It comes and goes and is usually a fear and can last from a split second to years!
One I had decades ago was the feeling I was being watched. It got to where it became overwhelming. I kept reminding myself it wasn’t happening, I am a nobody and no one cares about me, other than the usual lunatics. But it was getting worse. I couldn’t take it anymore. I had to find a solution.
I decided not to do anything when I was alone that I wouldn’t do in a crowd. It worked.
Now looking at all the people getting caught in their “secret sin”. I am so glad I made that decision!
The most recent psychotic episode emerged after my next door neighbor told me a nice little story about the time she was standing at bus stop and some kid ran by and grabbed it.
This took on a life of its own.
I had just moved to Cleveland from a small town in PA. I was trying to get my daughter to come.
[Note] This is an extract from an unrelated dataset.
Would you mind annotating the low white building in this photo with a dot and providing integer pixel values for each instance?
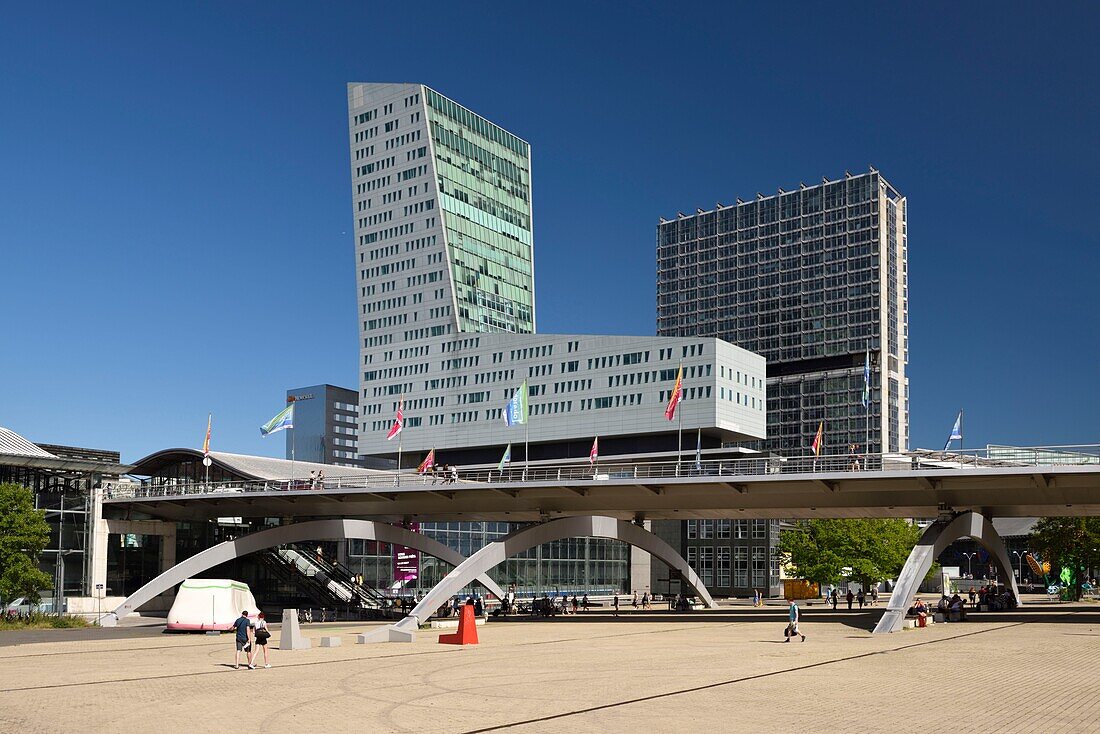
(455, 391)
She pointed out the crime rate. My self appointed best friend pointed out that my doctor was located in a bad part of town.
Born and raised in the suburbs, surrounded by small towns and “The Sticks”, besides a trip to Pittsburgh here and there and taking a course, I was a stranger to city life.
I began to wear ill-fitting clothes. That was the big outing with my elderly neighbor. We would remind each other starting two or three days before the monthly event. FREE clothes at the Seventh Day Adventist Church.
Someone gave me a pairof shoes they found in the garbage. They became my favorite shoes. When they fell apart I dreaded going back to tight sneakers. I will never understand buying a pair of shoes that costs hundreds of dollars!
Jewelry was kept out of sight. I would pull the arm of my shirt up to see my bracelet sparkle in the sun.
In a quiet moment I realized the amount of time and energy I put on looking like a homeless woman! I had to laugh. It was a process getting over that one. I still have a purse that straps on, but I never liked to be burdened with a purse anyway.